Neruda cocinero

Del cuaderno de Juan Gustavo Cobo Borda

En 1965 Neruda llega con Matilde Urrutia a Budapest. Allí se encuentra con Miguel Ángel Asturias y Blanca, su mujer. Descubren, asombrados y satisfechos, que los vinos y las comidas de ese país, Hungría, que llevaba ya diez años bajo control ruso, conservaban su variedad campesina y su deleitable sabiduría popular. Durante un mes, por campos y ciudades, comieron y bebieron y exaltaron en innumerables brindis, tanto en verso como en prosa, las delicias de la vida. El poeta que había redactado los estatutos del vino, las virtudes del apio y la alquimia del caldillo de congrio mantenía alerta su paladar.
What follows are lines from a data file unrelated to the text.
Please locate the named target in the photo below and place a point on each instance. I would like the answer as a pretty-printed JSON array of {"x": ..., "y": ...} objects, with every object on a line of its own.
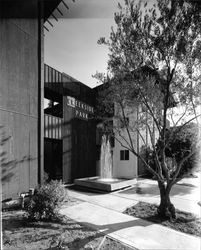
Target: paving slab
[
  {"x": 135, "y": 232},
  {"x": 185, "y": 198},
  {"x": 105, "y": 200}
]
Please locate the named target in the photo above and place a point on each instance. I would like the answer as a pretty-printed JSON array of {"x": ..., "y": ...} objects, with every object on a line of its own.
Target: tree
[{"x": 153, "y": 72}]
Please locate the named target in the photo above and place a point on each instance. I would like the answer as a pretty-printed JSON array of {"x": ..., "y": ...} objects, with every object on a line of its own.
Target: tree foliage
[{"x": 153, "y": 72}]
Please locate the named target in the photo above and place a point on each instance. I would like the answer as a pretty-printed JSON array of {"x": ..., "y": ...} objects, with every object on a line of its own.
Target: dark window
[
  {"x": 124, "y": 122},
  {"x": 124, "y": 155}
]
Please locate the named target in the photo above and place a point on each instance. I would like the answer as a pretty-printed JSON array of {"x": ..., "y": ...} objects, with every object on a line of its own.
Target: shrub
[
  {"x": 182, "y": 143},
  {"x": 46, "y": 201}
]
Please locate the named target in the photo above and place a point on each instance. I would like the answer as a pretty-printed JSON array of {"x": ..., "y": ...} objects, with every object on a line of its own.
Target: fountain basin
[{"x": 104, "y": 184}]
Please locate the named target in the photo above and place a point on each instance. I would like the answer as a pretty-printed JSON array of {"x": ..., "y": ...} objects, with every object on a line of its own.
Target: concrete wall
[{"x": 19, "y": 104}]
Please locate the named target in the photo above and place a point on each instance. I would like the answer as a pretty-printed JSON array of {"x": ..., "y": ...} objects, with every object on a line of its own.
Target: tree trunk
[{"x": 166, "y": 209}]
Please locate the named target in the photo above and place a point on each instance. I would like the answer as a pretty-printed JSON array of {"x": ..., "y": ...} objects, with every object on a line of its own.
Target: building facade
[
  {"x": 69, "y": 127},
  {"x": 21, "y": 93}
]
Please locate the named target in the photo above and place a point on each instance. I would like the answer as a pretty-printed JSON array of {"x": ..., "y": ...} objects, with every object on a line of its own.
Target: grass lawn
[
  {"x": 185, "y": 222},
  {"x": 64, "y": 233}
]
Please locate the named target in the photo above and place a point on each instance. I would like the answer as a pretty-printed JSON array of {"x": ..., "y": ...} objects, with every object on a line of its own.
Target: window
[
  {"x": 124, "y": 155},
  {"x": 124, "y": 122}
]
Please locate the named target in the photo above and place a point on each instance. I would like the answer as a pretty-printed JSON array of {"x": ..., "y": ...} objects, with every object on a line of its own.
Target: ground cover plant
[
  {"x": 46, "y": 201},
  {"x": 184, "y": 222},
  {"x": 63, "y": 233}
]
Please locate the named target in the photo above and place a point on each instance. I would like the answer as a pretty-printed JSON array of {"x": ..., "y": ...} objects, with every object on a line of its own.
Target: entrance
[{"x": 53, "y": 158}]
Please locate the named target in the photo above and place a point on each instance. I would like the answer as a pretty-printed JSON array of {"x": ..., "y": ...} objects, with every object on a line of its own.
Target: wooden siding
[
  {"x": 52, "y": 127},
  {"x": 53, "y": 79}
]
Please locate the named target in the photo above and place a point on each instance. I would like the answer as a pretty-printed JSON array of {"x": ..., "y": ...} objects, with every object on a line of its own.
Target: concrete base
[{"x": 107, "y": 185}]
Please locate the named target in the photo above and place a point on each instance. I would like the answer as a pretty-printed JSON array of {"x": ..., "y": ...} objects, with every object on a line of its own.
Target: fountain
[{"x": 105, "y": 181}]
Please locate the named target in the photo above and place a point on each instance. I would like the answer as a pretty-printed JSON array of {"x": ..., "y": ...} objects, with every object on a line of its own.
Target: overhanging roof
[{"x": 27, "y": 8}]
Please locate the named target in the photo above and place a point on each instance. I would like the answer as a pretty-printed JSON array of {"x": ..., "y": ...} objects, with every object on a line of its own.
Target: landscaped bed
[
  {"x": 63, "y": 233},
  {"x": 185, "y": 222}
]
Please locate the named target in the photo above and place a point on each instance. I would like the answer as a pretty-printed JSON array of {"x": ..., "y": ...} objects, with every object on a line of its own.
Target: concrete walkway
[{"x": 103, "y": 212}]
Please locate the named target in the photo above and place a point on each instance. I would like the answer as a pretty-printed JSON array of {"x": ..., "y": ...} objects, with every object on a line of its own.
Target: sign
[{"x": 82, "y": 110}]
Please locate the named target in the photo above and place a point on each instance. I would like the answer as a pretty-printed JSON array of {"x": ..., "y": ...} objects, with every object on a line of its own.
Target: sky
[{"x": 71, "y": 45}]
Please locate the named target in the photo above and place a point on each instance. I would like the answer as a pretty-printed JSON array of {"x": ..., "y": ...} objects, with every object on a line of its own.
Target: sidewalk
[{"x": 135, "y": 232}]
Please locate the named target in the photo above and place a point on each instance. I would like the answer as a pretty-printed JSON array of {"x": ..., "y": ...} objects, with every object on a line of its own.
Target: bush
[
  {"x": 46, "y": 201},
  {"x": 181, "y": 144}
]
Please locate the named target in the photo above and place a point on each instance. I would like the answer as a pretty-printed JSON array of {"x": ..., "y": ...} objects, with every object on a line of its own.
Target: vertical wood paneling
[{"x": 52, "y": 125}]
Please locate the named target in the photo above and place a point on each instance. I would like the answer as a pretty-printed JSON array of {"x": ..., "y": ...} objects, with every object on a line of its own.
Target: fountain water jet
[{"x": 105, "y": 180}]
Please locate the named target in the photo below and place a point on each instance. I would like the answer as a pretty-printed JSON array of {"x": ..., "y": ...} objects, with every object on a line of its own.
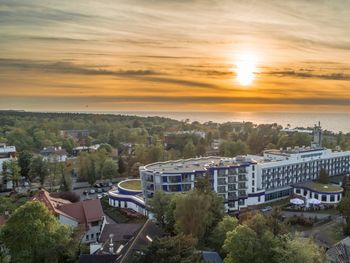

Así describe las legumbres húngaras:

Inolvidables berenjenas, lechugas saltadas, paprikas frescas en la ensalada vestida como una novia húngara, calabazas finas hasta olvidar su origen, convertido en queso, en pastel, en sabor de oro, pepinos de agua pura, recién traídos de sus lechos de tierra o fermentados y agridulces, champiñones multiplicados por la lluvia en el bosque aromático, legumbres puras que el contacto del aceite, de las mantecas, del vinagre, de la sal, y del fuego representan con maravillosa abundancia la tierra fecundísima.

Tenía los pies bien puestos en la tierra y si dormía religiosamente la siesta o divagaba, en sus cuadernos escolares, con su proverbial tinta verde, no dejaba por ello de situarse en el mundo con mirada propia e intensa. Vio muchas de sus utopías hechas trizas, incluso la última y más triste de la Unidad Popular que con su concurso había llevado a Salvador Allende al Palacio de la Moneda y recibió de parte de Fidel Castro y el régimen cubano la inmerecida afrenta de cuestionar sus credenciales de izquierda por haber visitado los Estados Unidos. Ante el auge eufórico de los muchos Vietnams guerrilleros en que debía convertirse América Latina, él podría parecer un formal y ortodoxo animal prehistórico del comunismo soviético. Pero no. No era así. Todavía tenía garra e ira. Y acabó con Richard Nixon “A verso limpio":

Heredamos a Nixon, el furioso

a verso limpio y corazón certero.

Así pues, decidí que falleciera

Nixon, con un disparo justiciero:

Puse tercetos en mi cartuchera.

Quería estar en el combate y en la fiesta. En el disfraz del carnaval y en el camuflaje clandestino, para aludir a la policía o a sus mujeres, como Delia del Carril o Matilde Urrutia, que lo celaban inclementes con las nuevas y más frescas musas. Reconocía, sin pudor, sus innumerables efectos y, con todos ellos, en dosis imprevisibles de sabiduría y mal gusto, armaría su insuperada poesía. Esta anécdota colombiana, contada por su biógrafo Volodia Teitelboim lo pinta de cuerpo entero:

Cuando, a proposición de Neruda, se pensó en el escritor y lingüista Baldomero Sanin Cano para el premio Lenin de la Paz, según la costumbre, se le dirigió un cable preguntándole si aceptaría esa distinción. Pablo fue el encargado de redactarla. Después mostraba con gran alborozo la respuesta. No sólo porque el agraciado se mostraba muy complacido con el galardón, sino, sobre todo, porque el famoso gramático había devuelto corregido el texto redactado por Neruda donde sorprendió faltas. Era el eterno conflicto entre el gramático y el poeta. Y esto daba risa al poeta[1]. Zahirió a Laureano Gómez y rechazó una medalla que quiso imponerle Carlos Lleras, pero amó el Museo del Oro, las esmeraldas de Muzo y a sus amigos como Jorge Rojas y Arturo Camacho Ramírez. En verdad era un poeta. Prefería la risa y la palabra. Esa palabra única que todavía nos alumbra y deslumbra. Gonzalo Rojas, el poeta chileno que acaba de recibir el premio Cervantes, lo dijo mejor: Crecimos con Neruda, nos enamoramos con Neruda, nos embriagamos y nos desollamos con él, fuimos con él hartazgo y desenfreno, y ahondando en los sentidos volamos hasta el absoluto.

Un absoluto bien terrestre y visionario: el de Residencia en la tierra. El de esa ancha libertad hospitalaria con que trató de que toda América, de Bolívar y Miranda hasta el Juan Sin Nombre de cada día, cupiera en sus versos. Allí permanecen, vivos y contradictorios, como lo fue Neruda, aún grande y todavía inabarcable.

Nota:

[1] Volodia Teitelboim, Neruda. Buenos Aires. Editorial Sudamericana. 1966. pp. 338-339.